1. Linear regression. Y = intercept + slope*X. Here is an actual Stan code. The R code is also attached (toyExample_linear.R)
model {
# prior
beta0 ~ normal(0, 1.0E12); # normal prior w/ mean = 0, SD = 1.0E12
beta1 ~ normal(0, 1.0E12); # normal prior w/ mean = 0, SD = 1.0E12
sigma ~ uniform(0, 10); # uniform prior for sigma
for (i in 1:N) {
y[i] ~ normal( beta0 + beta1 * x[i], sigma); # Y_n = beta0 + beta1 * Xn + e_n where e_n ~Normal(0, sigma)
}
}
Here is its output. Lp__ is -40.4.
mean se_mean sd 2.5% 25% 50% 75% 97.5% n_eff Rhat
beta0 10.1 0 0.2 9.8 10.0 10.1 10.2 10.5 2443 1
beta1 0.1 0 0.0 0.1 0.1 0.1 0.1 0.1 2520 1
sigma 0.9 0 0.1 0.8 0.9 0.9 1.0 1.1 2841 1
lp__ -40.4 0 1.3 -43.6 -41.0 -40.0 -39.5 -39.0 2417 1
2. This is the 2nd model.
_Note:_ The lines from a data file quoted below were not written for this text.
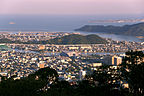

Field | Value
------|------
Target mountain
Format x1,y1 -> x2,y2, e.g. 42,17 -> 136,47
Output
75,23 -> 144,36
49,34 -> 107,44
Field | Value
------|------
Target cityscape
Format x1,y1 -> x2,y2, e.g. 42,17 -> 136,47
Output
0,0 -> 144,96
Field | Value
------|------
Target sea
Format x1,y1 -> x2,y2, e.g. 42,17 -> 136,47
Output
0,15 -> 141,42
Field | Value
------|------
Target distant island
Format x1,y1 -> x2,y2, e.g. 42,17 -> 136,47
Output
0,34 -> 107,45
75,23 -> 144,36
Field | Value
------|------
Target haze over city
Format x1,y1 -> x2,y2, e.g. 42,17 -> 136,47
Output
0,0 -> 144,15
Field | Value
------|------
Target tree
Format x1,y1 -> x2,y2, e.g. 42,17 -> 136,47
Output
120,51 -> 144,96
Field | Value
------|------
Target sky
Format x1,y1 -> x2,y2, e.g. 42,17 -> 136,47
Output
0,0 -> 144,15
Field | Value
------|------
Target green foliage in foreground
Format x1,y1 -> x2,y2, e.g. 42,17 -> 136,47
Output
0,51 -> 144,96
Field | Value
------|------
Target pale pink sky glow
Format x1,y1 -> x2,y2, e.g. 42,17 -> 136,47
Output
0,0 -> 144,15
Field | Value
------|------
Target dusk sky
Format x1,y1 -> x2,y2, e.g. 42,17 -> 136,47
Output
0,0 -> 144,15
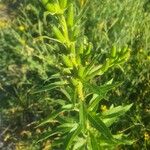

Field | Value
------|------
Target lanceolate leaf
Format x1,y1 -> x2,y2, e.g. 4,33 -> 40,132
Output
33,81 -> 67,94
90,132 -> 99,150
63,125 -> 82,150
37,105 -> 73,127
85,83 -> 121,110
102,104 -> 132,118
88,112 -> 114,142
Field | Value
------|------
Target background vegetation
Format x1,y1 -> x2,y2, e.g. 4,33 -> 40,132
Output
0,0 -> 150,150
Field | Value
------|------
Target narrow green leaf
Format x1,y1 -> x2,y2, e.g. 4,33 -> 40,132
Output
89,132 -> 99,150
88,112 -> 114,142
63,125 -> 82,150
36,104 -> 73,128
32,81 -> 67,94
102,104 -> 132,118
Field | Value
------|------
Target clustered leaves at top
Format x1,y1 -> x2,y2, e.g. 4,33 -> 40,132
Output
36,0 -> 132,150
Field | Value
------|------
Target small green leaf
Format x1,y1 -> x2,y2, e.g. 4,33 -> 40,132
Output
89,132 -> 99,150
88,112 -> 114,142
32,81 -> 67,94
102,104 -> 132,118
64,125 -> 82,150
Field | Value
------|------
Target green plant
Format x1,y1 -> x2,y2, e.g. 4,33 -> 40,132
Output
34,0 -> 132,150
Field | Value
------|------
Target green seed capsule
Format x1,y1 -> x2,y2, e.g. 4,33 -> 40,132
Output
59,0 -> 68,9
52,26 -> 66,43
111,46 -> 117,58
77,81 -> 84,101
67,4 -> 74,27
85,43 -> 93,55
78,43 -> 84,54
78,66 -> 85,78
41,0 -> 49,6
62,55 -> 73,68
101,59 -> 110,73
120,51 -> 130,61
45,3 -> 56,14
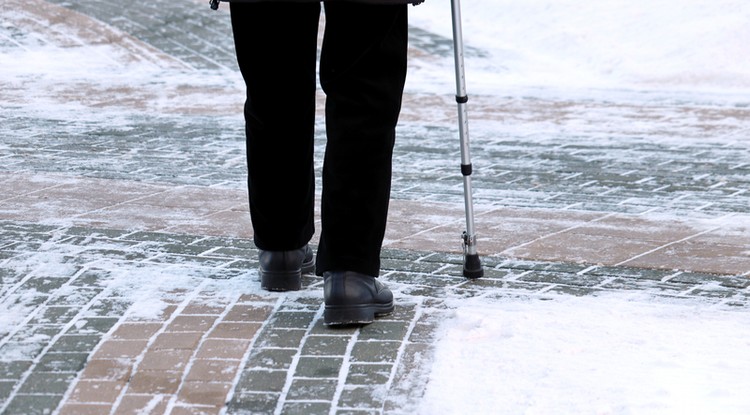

Y = intercept + slope*X + beta2*X^2 (toyExample_2poly.R)
model {
# prior
beta0 ~ normal(0, 1.0E12);
beta1 ~ normal(0, 1.0E12);
beta2 ~ normal(0, 1.0E12);
sigma ~ uniform(0, 10);
for (i in 1:N) {
y[i] ~ normal( beta0 + beta1 * x[i] + beta2 * pow(x[i], 2), sigma); # Y_n = beta0 + beta1 * Xn + beta2 * Xn^2 + e_n where e_n ~Normal(0, sigma)
}
}
Here is its output. Lp__ is -40.9.
mean se_mean sd 2.5% 25% 50% 75% 97.5% n_eff Rhat
beta0 10.1 0 0.3 9.5 9.9 10.1 10.3 10.6 876 1
beta1 0.1 0 0.0 0.1 0.1 0.1 0.1 0.1 723 1
beta2 0.0 0 0.0 0.0 0.0 0.0 0.0 0.0 735 1
sigma 0.9 0 0.1 0.8 0.9 0.9 1.0 1.1 378 1
lp__ -40.9 0 1.4 -44.3 -41.7 -40.6 -39.8 -39.1 1063 1
3. This is the 3rd model. Y = intercept + slope*X + beta2 * X^2 + beta3 * X^3 (toyExample_3poly.R)
model {
# prior
beta0 ~ normal(0, 1.0E12);
beta1 ~ normal(0, 1.0E12);
beta2 ~ normal(0, 1.0E12);
beta3 ~ normal(0, 1.0E12);
sigma ~ uniform(0, 10);
for (i in 1:N) {
y[i] ~ normal( beta0 + beta1 * x[i] + beta2 * pow(x[i], 2) + beta3 * pow(x[i], 3), sigma);
}
}
Here is its output. Lp__ is -41.2.
mean se_mean sd 2.5% 25% 50% 75% 97.5% n_eff Rhat
beta0 10.1 0.0 0.4 9.4 9.8 10.2 10.4 10.9 86 1
beta1 0.1 0.0 0.0 0.0 0.1 0.1 0.1 0.2 90 1
beta2 0.0 0.0 0.0 0.0 0.0 0.0 0.0 0.0 91 1
beta3 0.0 0.0 0.0 0.0 0.0 0.0 0.0 0.0 92 1
sigma 0.9 0.0 0.1 0.8 0.9 0.9 1.0 1.1 26 1
lp__ -41.2 0.1 1.5 -45.0 -42.0 -40.9 -40.1 -39.2 393 1
So,
1. Is it correct that lp__ value "penalizes" the complexity of the functions (how much?), but not necessarily the number of parameters?
2. Do you suggest using AIC (rather than BIC or other adjustment) to account for the number of parameters? I'm aware of various assumptions underlying AIC vs. BIC.
3. I noted that n_eff is smaller for more complex models (presumably because of correlations between parameters) and wonder if it can be related to lp__..
Stan is (really) awesome but I would like to use it to properly compare various models as well. I wish I could read the Chap 7 of the new BDA now but any other useful papers/chapters related to this topic would be appreciated. Thanks a lot for your help in advance.
I'm having trouble uploading small files, so let me upload a zip file containing all the codes/figure.